He says to them, “I want you to have domain, treat the earth well, but I want you to be a co-creator, I want you to make a difference, I want you to make impact.” And so these three longings are in your heart.
It’s the longing to be intimately known and loved. You don’t have to teach a kid that. A baby cries; baby doesn’t know anything. You take that baby, they cut that umbilical cord, and you drop that baby on a mommy’s chest, and every one of us until the day we take our last breath have a deep, abiding longing to be loved and to be known just for who we are.
That’s not wrong. God made you that way. But I want to tell you, in a fallen world, you need to find someone who will love you that way all the time and never let you down. And there is only one person who will do that, and they’re not a person of flesh. So, if your expectations are there is going to be a person that will do that, you’re kind of set up for a shattered dream.
The second is the longing for a better tomorrow -that there is hope. “Be fruitful and multiply!” There is no sin in the world and God said, “I placed you here, make a difference! Multiply! There is a better tomorrow, there is going to be more of you.”
All of us live with a sense that every single day, wherever your life is, wherever your job is, wherever your marriage is, wherever you are with your kids, there is the sense of what makes life… that tomorrow can be better. It’s called hope.
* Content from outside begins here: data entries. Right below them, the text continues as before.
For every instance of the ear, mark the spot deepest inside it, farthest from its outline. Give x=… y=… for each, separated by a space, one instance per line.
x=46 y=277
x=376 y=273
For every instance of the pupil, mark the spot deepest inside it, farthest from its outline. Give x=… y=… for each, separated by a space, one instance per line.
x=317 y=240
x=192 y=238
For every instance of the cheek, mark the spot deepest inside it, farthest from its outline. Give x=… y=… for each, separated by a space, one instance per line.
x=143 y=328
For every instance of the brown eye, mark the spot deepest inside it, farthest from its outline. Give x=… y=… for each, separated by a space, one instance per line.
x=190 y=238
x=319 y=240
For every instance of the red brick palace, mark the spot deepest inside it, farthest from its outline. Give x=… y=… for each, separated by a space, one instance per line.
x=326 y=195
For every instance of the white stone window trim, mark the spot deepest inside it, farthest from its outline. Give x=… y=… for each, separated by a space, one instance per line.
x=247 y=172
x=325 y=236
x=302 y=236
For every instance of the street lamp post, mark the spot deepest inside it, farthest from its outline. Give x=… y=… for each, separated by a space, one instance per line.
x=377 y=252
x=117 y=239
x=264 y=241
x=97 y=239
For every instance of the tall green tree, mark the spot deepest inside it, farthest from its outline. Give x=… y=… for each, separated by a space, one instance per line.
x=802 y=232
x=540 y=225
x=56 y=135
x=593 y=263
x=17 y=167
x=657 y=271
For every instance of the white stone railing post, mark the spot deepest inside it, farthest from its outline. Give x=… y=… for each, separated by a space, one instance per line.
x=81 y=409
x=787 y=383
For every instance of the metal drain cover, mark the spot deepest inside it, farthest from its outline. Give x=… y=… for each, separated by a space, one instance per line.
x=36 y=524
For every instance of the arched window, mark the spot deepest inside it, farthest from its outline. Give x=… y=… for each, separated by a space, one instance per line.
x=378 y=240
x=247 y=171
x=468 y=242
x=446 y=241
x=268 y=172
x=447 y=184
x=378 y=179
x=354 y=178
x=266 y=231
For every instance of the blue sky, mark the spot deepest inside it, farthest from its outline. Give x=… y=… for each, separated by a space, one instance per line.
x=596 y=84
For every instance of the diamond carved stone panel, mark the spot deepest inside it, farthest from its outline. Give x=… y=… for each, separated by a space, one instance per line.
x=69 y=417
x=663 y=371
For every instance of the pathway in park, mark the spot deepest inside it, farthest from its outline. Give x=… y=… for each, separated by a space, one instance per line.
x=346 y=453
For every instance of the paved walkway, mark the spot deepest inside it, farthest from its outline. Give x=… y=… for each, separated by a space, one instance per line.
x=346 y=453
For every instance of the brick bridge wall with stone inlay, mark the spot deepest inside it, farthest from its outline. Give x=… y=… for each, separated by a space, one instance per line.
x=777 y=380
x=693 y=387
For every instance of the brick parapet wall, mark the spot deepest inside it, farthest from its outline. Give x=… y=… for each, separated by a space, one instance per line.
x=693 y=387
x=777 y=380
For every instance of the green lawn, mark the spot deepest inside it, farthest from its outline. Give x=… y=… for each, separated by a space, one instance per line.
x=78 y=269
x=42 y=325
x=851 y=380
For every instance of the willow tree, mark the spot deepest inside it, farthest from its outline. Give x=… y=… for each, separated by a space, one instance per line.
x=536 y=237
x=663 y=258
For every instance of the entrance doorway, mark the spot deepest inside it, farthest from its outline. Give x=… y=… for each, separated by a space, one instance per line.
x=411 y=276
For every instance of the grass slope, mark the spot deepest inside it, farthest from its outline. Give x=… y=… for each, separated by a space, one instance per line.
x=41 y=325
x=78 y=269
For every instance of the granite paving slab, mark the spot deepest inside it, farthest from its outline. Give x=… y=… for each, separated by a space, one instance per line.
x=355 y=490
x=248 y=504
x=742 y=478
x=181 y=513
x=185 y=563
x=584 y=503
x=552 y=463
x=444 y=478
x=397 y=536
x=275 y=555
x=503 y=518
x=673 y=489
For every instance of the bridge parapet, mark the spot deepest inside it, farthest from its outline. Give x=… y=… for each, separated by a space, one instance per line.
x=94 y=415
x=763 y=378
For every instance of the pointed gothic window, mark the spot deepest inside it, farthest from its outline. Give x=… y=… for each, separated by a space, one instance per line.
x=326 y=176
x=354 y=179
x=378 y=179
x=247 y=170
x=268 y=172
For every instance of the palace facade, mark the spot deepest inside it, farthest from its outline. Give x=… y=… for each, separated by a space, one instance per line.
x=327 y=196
Someone rightly said, “Hope is the oxygen of the soul.” You lose hope, it’s like… that’s built in.
The third longing that we all have is the longing to leave a legacy, you want to make a difference. Everyone wants to make a difference. You want your kids… My dad wasn’t a Christian until he was in his fifties. But I will tell you, I left the house a few times, and this is my Marine dad, “Chip!” “Yes, sir?” “What are you doing tonight?” “Well, I’m going to do, do, do, do, do this and this and this.” And I think he could read between the lines. “Young man, don’t you forget your last name is Ingram. And don’t mess that name up.”
And he cared and he loved me, but you know what? There was something… it’s good to have a holy fear about certain things. But you know what? There was a legacy. Our last name mattered. Tell you what, Jesus’ name matters. Your name matters.
There is something in you, you want to see, if you have kids or people in your job you want a legacy, you want to make a difference. It’s built in. So all I’m saying is that you need to understand shattered dreams, one, get your expectations clear. Realize there is universal longings that are going to move you toward fulfilling those and if they don’t get fulfilled what you and I will do is we’ll try and fulfill those in unhealthy ways.
And the final thing is that dreams are built around imperfect people, in an imperfect world, that we can’t control so they almost always shatter.
Shattered dreams are not a high possibility. Did you ever think of that? So instead of, “What’s happened to me and how unfair and I can’t believe it and this is…” In an imperfect world, with imperfect people, you are going to have shattered dreams.
And some, it doesn’t mean your dreams were wrong, it doesn’t mean they’re bad, but it means that in a fallen world here’s what I want you to get: God wants to use your shattered dreams, and my shattered dreams, to be an agent of growth, an agent of meeting Him in a way that we never would, because when our dreams are shattered, where our hope is and what we wanted to happen, there is a vulnerability in our soul, where God can fill us and meet us in ways like never before.